Angesichts der Zusammensetzung des Russisch-Kurses war es fast unvermeidlich, dass sich mindestens einer der Jungen in Barbara verliebte. Der, den es traf, hieß Wilm. Er war groß gewachsen und blond, ein richtiger Siegfried-Typ. Doch es gab aus Barbaras Sicht zwei Hindernisse. Das eine hieß Ludger, auch wenn der engste Körperkontakt, den sie bisher mit ihm gehabt hatte, der in der Tanzstunde gewesen war. Verlobt, wie das damals noch üblich war, waren sie auch nicht, denn damit wartete man, bis man volljährig war. Das andere Hindernis war Wilms Stimme. Die war nicht sonor wie Ludgers Bariton, sondern etwas zu hoch und etwas zu schleimig.
Als Wilm Barbara nicht nur zu Spaziergängen aufforderte, sondern sich zu der Frage verstieg, ob sie nicht „miteinander gehen“ könnten, sagte Barbara daher nein. Aber dieses Nein nachvollziehbar zu machen, indem sie erklärte, dass sie sich, wenn überhaupt einen „festen Freund“, dann einen mit erotischer Stimme wünschte, das brachte sie nicht fertig – wenn es ihr denn überhaupt in dieser Klarheit bewusst war.

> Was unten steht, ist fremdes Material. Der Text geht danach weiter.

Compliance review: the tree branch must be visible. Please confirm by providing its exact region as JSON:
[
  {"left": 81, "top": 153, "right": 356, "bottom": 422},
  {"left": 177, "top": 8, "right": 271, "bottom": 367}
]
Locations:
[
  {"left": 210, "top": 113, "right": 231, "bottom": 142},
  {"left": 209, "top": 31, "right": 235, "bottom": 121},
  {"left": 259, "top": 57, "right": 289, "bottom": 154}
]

Ein Studentenleben gab es nicht in Bochum, und schon gar keine Kneipenszene, wo man am Abend Freunde getroffen hätte. Nach dem letzten Seminar fuhr man nach Hause, jeder in seine Stadt. Hatte das damit zu tun, dass die Uni noch so jung war? Oder damit, dass nur die Allerwenigsten in der Nähe wohnten? War es typisch Ruhrgebiet, wo ja auch die Manager der großen Konzerne sich bis heute in keinem öffentlichen Lokal treffen, sondern außer in ihren privaten Zirkeln äußerstenfalls im Golfclub verkehren und gleich nach den Opernpremieren gern fluchtartig die Heimfahrt antreten? Darüber dachte Barbara damals nicht nach; aber es freute sie, dass sie demnächst an eine ganz andere, eine alte Uni wechseln durfte.
„It’s incredible!“, rief Suzanne, die ihr Zimmer unten in dem von Mrs. McAllister geführten Seton House hatte. Sie hatte recht: Es war wirklich unglaublich. Wann hatte eine der Studentinnen in diesem Wohnheim jemals täglich Post bekommen, und dann auch noch, wie die liebevolle Gestaltung der Umschläge vermuten ließ, von einem Verehrer! Wenn mal an einem Tag kein Brief von diesem Absender am Empfangstresen lag, konnte man darauf wetten, dass da am nächsten Tag gleich zwei liegen würden; denn dann hatte es nicht an der mangelhaften Aufmerksamkeit des Absenders, sondern an der Langsamkeit der Post gelegen. Suzanne bekam den Posteingang immer als Erste mit; sie schrieb bereits ihre Doktorarbeit und war deshalb häufiger im Hause als die anderen, die jeden Tag in die Vorlesungen und Seminare mussten.
Natürlich hatten die Bewohnerinnen alle längst gecheckt, dass der Autor der stets farbenfroh gestalteten, auffälligen Briefe Ludger hieß. Am liebsten hätten sie die Adressatin mit Fragen zu diesem scheinbar außergewöhnlichen Menschen gelöchert; aber dazu waren sie zu gut erzogen. Und Barbara hätte auch nur ungern sehr viel erzählt. Denn so sehr sie sich in dem Gefühl der Umworbenheit sonnte, so sehr verursachten ihr die Inhalte mancher der bunten Briefe doch Unbehagen. Das galt besonders für den in immer kürzeren Abständen geäußerten Wunsch nach einer baldigen Heirat, am liebsten sofort nach ihrer Rückkehr. Sie wollte doch einfach nur studieren und dann das Erlernte anwenden. Arbeiten, Geld verdienen, selbstbestimmt leben – war das etwa zu egoistisch?
Dass Barbara überhaupt im Ausland studieren konnte, war einem Stipendium zu verdanken. Zwar hatte sie immer Ferienjobs in den Semesterferien angenommen; aber für eine Universität im Ausland hätte das Geld, das sie dadurch zusammensparen konnte, nicht gereicht. Und ihre Eltern hätten zwar das letzte Hemd gegeben, um die Ambitionen ihrer Tochter zu unterstützen; aber das hätte Barbara nicht gewollt. Sie hatten ihretwegen schon auf genug verzichtet.